Мне кажется, его оригинальность странным образом упускается из виду, хотя она очевидна во всех его работах, но особенно ярко проявляется в грандиозном портрете 1668 года. Прямоугольная картина служит своего рода авансценой для актера, вышедшего на подмостки в свете софитов. Художник как бы сторонится этого сияния (при этом выставляя вперед одну ногу), лицо слегка отвернуто, тело полностью скрыто под плотным черным плащом. Все внимание устремлено на отставленную ногу в черной атласной туфле, как у танцора, который готовится начать танец или ожидает аплодисментов. Он статичен, но все в нем говорит, что он вот-вот придет в движение. Ступня, как своего рода указка, ведет взгляд вверх по ноге к загадочному лицу художника. Ни ладоней, ни рук, ни жестов, губы сомкнуты, только этот острый носок воплощает в себе coup de théâtre[72].
Я повторяю путешествие Джошуа Рейнольдса по Нидерландам, только на машине. Яркие дамбы пересекают низменные равнины, над ними неподвижно застыли целые акры облаков. Другие машины проносятся по параллельным аллеям, высаженным тополями, с намного большей скоростью, чем я, будто мы в каком-то эксперименте по теории относительности, но внезапно я их нагоняю. Рейнольдс ненавидел эту местность. Он жаловался: «Слишком много прямых линий, все это совершенно не подходит для художника-пейзажиста».

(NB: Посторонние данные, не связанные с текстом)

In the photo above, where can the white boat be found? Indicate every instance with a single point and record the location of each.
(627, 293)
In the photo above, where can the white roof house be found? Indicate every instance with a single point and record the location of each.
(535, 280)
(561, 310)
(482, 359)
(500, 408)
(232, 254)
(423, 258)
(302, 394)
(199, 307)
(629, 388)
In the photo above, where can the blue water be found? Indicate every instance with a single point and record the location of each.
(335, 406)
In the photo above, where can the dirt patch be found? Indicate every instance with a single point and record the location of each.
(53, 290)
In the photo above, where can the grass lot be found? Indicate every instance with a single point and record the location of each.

В Делфте, не произведшем на него никакого впечатления, он не задержался. По дороге в Роттердам вид кораблей посреди лугов сбил его с толку – «удивительно, как, черт возьми, они туда попали». В Амстердаме ему категорически не понравился «Ночной дозор» Рембрандта, но он признал, что труп с «Урока анатомии доктора Тульпа» выглядит как настоящий. Затем он отправился в экипаже на север города, завороженный голубизной и зеленью некоторых домов Бемстера. Тех домов давно уже нет, но в апрельских тюльпанах, высаженных желтыми, белым и алыми полосами, напоминающих огромный флаг, растянутый на полях, эти цвета запечатлены навечно. Я осознаю, что еду сейчас по той самой автостраде, что и водитель из моего детства.